Mastermind of 2007 politician murders arrested

Manuel Castillo, the alleged "intellectual author" of the murder in February 2007 of 3 Salvadoran deputies to the Central American parliament as well as their driver, has been arrested.  The 2007 murders in Guatemala have been tied to narcotics trafficking. 

Castillo had been identified months ago for his role in the murders.   He was a deputy in the Guatemalan legislature and the elected mayor of the Guatemalan town of Jutiapa in a region police say is dominated by drug smugglers.

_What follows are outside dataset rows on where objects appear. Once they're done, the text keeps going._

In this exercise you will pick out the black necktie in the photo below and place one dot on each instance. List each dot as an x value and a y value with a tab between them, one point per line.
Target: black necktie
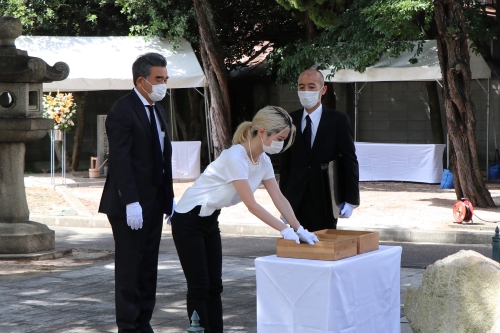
157	154
307	133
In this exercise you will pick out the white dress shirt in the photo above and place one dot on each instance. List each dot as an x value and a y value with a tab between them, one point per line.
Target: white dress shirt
161	134
315	116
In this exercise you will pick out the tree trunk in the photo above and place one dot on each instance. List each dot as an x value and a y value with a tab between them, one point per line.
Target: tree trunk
213	65
195	129
329	98
197	121
80	100
454	60
435	112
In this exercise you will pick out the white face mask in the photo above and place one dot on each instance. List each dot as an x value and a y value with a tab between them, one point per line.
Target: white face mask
158	93
309	99
274	148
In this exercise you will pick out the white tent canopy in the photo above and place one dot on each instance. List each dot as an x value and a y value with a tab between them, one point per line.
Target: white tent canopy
399	69
105	63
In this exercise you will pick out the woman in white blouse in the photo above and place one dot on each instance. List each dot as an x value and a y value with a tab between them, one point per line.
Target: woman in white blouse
233	177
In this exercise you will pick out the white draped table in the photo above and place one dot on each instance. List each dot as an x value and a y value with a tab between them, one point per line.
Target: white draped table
360	294
400	162
186	159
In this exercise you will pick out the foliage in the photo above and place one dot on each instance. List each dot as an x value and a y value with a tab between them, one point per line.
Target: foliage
369	30
68	17
324	13
60	108
241	25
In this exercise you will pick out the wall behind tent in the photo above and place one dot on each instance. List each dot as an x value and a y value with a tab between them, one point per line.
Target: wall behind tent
397	112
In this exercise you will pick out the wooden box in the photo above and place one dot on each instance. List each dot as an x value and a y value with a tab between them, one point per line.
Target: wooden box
366	240
331	249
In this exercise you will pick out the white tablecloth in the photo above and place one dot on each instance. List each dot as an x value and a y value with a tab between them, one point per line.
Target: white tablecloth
360	294
186	159
401	162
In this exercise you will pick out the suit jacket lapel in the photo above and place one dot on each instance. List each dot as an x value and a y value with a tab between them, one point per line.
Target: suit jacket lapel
161	116
321	132
299	138
140	110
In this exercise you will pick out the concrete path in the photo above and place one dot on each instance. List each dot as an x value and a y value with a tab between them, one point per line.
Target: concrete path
73	295
76	294
400	212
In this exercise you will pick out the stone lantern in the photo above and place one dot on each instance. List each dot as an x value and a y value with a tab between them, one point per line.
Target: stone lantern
21	79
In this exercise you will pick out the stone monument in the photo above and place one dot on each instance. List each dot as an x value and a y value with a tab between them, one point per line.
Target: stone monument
21	78
460	293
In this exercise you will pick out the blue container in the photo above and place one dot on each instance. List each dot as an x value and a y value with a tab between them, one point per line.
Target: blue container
494	171
447	179
494	168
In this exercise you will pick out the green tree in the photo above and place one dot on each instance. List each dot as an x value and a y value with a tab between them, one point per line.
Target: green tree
68	17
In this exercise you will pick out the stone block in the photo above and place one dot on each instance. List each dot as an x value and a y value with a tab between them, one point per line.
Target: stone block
25	237
460	293
21	100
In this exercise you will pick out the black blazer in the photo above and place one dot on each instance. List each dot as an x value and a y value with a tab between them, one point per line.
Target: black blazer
333	141
130	172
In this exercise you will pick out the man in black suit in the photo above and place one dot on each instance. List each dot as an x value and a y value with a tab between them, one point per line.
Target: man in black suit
138	190
323	135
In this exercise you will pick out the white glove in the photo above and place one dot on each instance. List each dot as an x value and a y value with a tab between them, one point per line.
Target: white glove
169	218
289	234
282	218
306	236
134	216
345	210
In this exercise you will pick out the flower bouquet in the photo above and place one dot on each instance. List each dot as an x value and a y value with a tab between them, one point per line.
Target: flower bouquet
61	108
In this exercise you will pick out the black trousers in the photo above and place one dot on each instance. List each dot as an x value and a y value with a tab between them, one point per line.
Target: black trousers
198	243
312	215
136	268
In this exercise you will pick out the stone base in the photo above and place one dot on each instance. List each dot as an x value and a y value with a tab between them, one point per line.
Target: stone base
25	237
44	255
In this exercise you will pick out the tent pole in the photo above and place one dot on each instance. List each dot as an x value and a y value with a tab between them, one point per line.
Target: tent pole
487	127
355	111
487	91
171	115
208	126
447	151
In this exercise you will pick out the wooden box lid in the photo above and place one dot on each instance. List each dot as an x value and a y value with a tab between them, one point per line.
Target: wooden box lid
332	249
366	240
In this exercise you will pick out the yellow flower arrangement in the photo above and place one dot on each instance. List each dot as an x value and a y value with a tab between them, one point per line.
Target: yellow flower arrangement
61	108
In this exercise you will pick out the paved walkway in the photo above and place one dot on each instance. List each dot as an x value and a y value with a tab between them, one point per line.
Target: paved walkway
400	212
71	295
75	294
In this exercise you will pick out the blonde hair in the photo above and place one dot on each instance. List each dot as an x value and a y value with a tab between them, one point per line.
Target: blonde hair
272	118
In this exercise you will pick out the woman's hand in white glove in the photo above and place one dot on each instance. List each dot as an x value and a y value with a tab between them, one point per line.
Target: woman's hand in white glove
289	234
306	236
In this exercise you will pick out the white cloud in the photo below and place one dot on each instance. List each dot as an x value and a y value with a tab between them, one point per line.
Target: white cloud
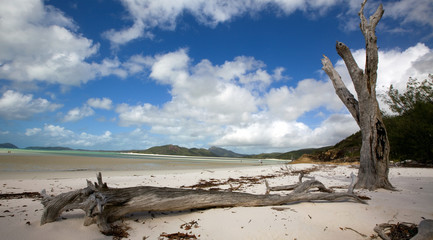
411	11
204	92
291	103
147	15
234	105
104	103
54	135
39	43
15	105
280	135
76	114
395	67
32	131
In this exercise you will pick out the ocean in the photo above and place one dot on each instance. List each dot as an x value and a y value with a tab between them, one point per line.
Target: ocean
23	160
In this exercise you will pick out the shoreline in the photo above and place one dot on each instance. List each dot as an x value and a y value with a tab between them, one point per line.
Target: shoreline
19	218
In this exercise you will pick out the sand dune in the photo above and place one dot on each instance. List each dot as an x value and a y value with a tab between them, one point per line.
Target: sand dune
19	218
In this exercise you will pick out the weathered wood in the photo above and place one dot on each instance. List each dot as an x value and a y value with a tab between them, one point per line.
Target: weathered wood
374	155
104	205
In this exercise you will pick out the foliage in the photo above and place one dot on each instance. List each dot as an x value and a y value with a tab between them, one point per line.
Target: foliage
416	92
411	132
176	150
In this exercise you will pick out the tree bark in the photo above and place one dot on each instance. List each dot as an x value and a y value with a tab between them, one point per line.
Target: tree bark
103	205
374	159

Although the supposed mastermind of the murders has been arrested, and much is known about how the murder took place, there are still many unanswered questions about the link between the Salvadoran politicians and the Guatemalan  criminal ring which wanted them dead.  The answers to those questions, if the answers ever come, will shed light on how pervasive the corrupting influence of drug money has become in El Salvador.   


Anonymous said…
This case testifies to how corrupt the official government of ES has become in the absence of a system of check and balances which could be provided by the FMLN once in power (essential to any living democracy). Still, I wonder about how effective the official Salvadoran government could be if it continued on the course that it is on now? Perhaps more poverty and economic neglect—where is its investment in industry? Information Technology? Fundamentally, the Guatemalan case brings to bare the question of WHO REALLY IS at the root of ordering the assassination of the ARENA politicians: was it ARENA officials tied to the drug cartel or the FMLN regime due to historical reasons and why? How would either of these organizations benefit from such assassination?
Anonymous said…
I agree with Anonymous. But as we all know well even the invincible, almighty US has corrupt officials and has had major scandal. Think JFK. Although the presence of FMLN with eliminate alot of corruption in the ES government, it will still continue no matter who is in office. Politics and corruption, at times, seem to go hand in hand. Unfortunate as it is, sometimes it can be for a good cause.